OPINION: Achieving body confidence is more complex than one might think



Confidence is the key. But I know personally that achieving confidence can be tricky business. 

See, I can’t be too confident. Because then I’d be full of it. But I can’t be too insecure either, because then I’d be fishing for compliments. 

For example, if someone told me I looked good and I told them that I agreed, to some or even many, that would come across as being full of it or having a big ego. So instead, I might take the “humble” approach and disagree with them, stating that I did not, in fact, look good that day. Then, it’s almost like I’m asking for them to compliment me even more.

As a result of this thought process, society as a whole has accepted the “smile and say thank you” approach which I have no problem with. It’s nice, it’s polite and it gets the point across. There are no lines to read in between and there’s almost no way someone can distort its meaning. 

And yet, we are told on a daily basis that we should know our worth and we should own our confidence.

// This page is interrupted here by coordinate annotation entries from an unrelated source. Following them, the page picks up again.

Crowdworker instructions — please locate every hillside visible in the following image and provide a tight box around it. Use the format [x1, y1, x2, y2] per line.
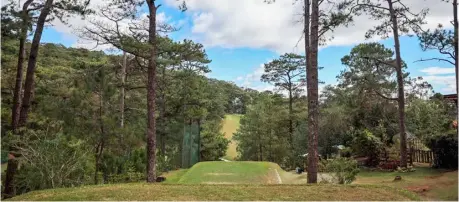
[222, 114, 242, 160]
[10, 183, 418, 201]
[7, 161, 419, 201]
[178, 161, 282, 184]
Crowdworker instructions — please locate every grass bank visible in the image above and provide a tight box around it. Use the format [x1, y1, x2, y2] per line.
[222, 114, 242, 160]
[11, 183, 418, 201]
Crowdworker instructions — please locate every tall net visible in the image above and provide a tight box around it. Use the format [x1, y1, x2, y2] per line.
[182, 123, 200, 168]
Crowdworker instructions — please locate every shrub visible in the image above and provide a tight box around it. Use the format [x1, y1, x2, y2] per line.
[352, 130, 384, 166]
[12, 131, 93, 193]
[427, 133, 458, 169]
[326, 158, 359, 184]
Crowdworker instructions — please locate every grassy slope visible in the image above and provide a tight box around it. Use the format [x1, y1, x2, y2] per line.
[354, 167, 458, 201]
[7, 161, 457, 201]
[9, 183, 417, 201]
[222, 114, 242, 160]
[178, 161, 278, 184]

So, how far do we go?

That’s a question I have yet to find an answer to. If I had someone next to me looking at themselves in the mirror and I heard them say, “Oh, I look good today,” I couldn’t help but have some sort of thought cross my mind that they might be full of themselves. Is that true, or is that just what society has taught us?

Before I continue, I am very much aware that there is a difference between being “full of it” and being confident. Being “full of it” can mean someone flaunting their looks to make other people feel bad, while being “confident” means to be comfortable in your own skin and be proud of who you are. 

But, sometimes, especially for young girls and boys, it can get confusing when trying to achieve their own confidence. 

When you’re growing up, everything is black and white. But as you grow older and mature in perspective, the lines begin to blur and distort into different ways for each person. Body image and confidence are a couple of these things.

Social media, movies, television, magazines, and many more all play a part in the complexity of body image. In a world where society sets the ideal of beauty, it’s already hard enough to reach it. This fear of being considered “over-confident” only adds to the already flaming fire that we all have to walk through every day. 

So, how do we decide what is “too” confident and what is the “perfect amount” of confidence? 

I say we don’t. 

I think there are other more important issues we could spend our time and energy focused on instead of discussing with our friends about if that one girl who said she looked good in her Instagram caption is full of herself.

Instead, I propose this: we all stop competing with each other. And when we feel the need to make assumptions, we should ask ourselves why. Why are we spending valuable time making assumptions about people who have nothing to do with us? Aren’t their better things we can do with our time?

I propose we all help each other along the journey to finding confidence. I propose that we all support and compliment one another. I propose we all start being happy when someone starts feeling good in their own skin. I propose we all choose kindness.

Kindness is the most beautiful trait, after all.